California’s economic outlook worsens as Newsom travels overseas



While Gov. Gavin Newsom polishes his foreign policy credentials with visits to Israel and China, California is experiencing an economic slowdown that could bode ill for the final three years of his governorship.

The state’s latest employment report, issued last week for September, found fewer Californians employed than there were a year earlier, while the jobless ranks had increased by 144,100. The state’s unemployment rate creeped up to 4.7%, the second highest of any state, while the labor force — Californians working or looking for work — continued to decline.

“Census figures released this week reveal the extent to which households continue to leave California,” Taner Osman, research manager at Beacon Economics, said in an analysis of the job data. “The state’s population has fallen by half-a-million people over the past three years and this is filtering through to the economy, where the labor force has shrunk and employers are struggling to find workers.”

The darkening employment picture is particularly evident in the San Francisco Bay Area, traditionally the state’s most prosperous region, whose high-income technology workers have been a major source of income taxes.

The San Jose Mercury News calculated that the nine-county region has seen declining employment for three straight months as technology companies shed staff.

“The Bay Area economy may have shifted from just treading water to a period of backsliding under the weight of higher for longer interest rates, slowing consumer and business demand, and weaker growth in Asia and around the globe,” Scott Anderson, chief U.S. economist for BMO Capital Markets, told the Mercury News.

The state’s population loss, cited by Osman of Beacon Economics, has taken on a new and ominous aspect, according to recent research by the Public Policy Institute of California.

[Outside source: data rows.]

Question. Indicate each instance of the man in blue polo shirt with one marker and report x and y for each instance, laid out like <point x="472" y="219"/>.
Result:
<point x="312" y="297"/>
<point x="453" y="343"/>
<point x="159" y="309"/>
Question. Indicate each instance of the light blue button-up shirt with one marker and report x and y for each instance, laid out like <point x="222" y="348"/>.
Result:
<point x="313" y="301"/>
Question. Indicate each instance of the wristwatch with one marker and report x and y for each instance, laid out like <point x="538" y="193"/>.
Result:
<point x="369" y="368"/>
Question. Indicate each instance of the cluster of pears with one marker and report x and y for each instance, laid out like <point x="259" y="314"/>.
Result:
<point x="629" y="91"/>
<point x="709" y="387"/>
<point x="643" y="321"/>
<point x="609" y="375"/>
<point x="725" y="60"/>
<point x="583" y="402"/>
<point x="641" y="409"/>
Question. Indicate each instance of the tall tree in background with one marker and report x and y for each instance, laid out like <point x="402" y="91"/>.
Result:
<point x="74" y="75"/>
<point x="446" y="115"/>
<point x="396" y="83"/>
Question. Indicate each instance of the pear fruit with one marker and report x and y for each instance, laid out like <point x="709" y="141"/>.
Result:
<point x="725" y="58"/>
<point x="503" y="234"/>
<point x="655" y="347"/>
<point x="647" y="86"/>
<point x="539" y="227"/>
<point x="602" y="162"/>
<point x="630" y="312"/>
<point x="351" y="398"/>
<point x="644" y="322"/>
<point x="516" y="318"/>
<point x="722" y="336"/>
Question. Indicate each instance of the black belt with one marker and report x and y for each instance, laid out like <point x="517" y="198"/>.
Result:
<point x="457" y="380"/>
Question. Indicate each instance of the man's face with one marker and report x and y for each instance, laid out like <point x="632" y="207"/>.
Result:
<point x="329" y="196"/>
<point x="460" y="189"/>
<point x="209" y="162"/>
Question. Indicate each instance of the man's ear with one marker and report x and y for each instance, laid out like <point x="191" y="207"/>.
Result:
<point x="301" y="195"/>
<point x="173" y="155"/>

In the past, PPIC’s demographers have said that losses generally were in lower-income Californians seeking lower costs of living. But they now see a significant outflow of higher-income workers and their families — the people who generate the lion’s share of California’s tax revenues.

The PPIC found that “an increasing proportion of higher-income Californians are also exiting the state. The ‘new normal’ of remote work in many white-collar professions has enabled some higher-income workers to move. Politics might also play a role, as conservatives are much more likely than liberals to say they have considered leaving the state.”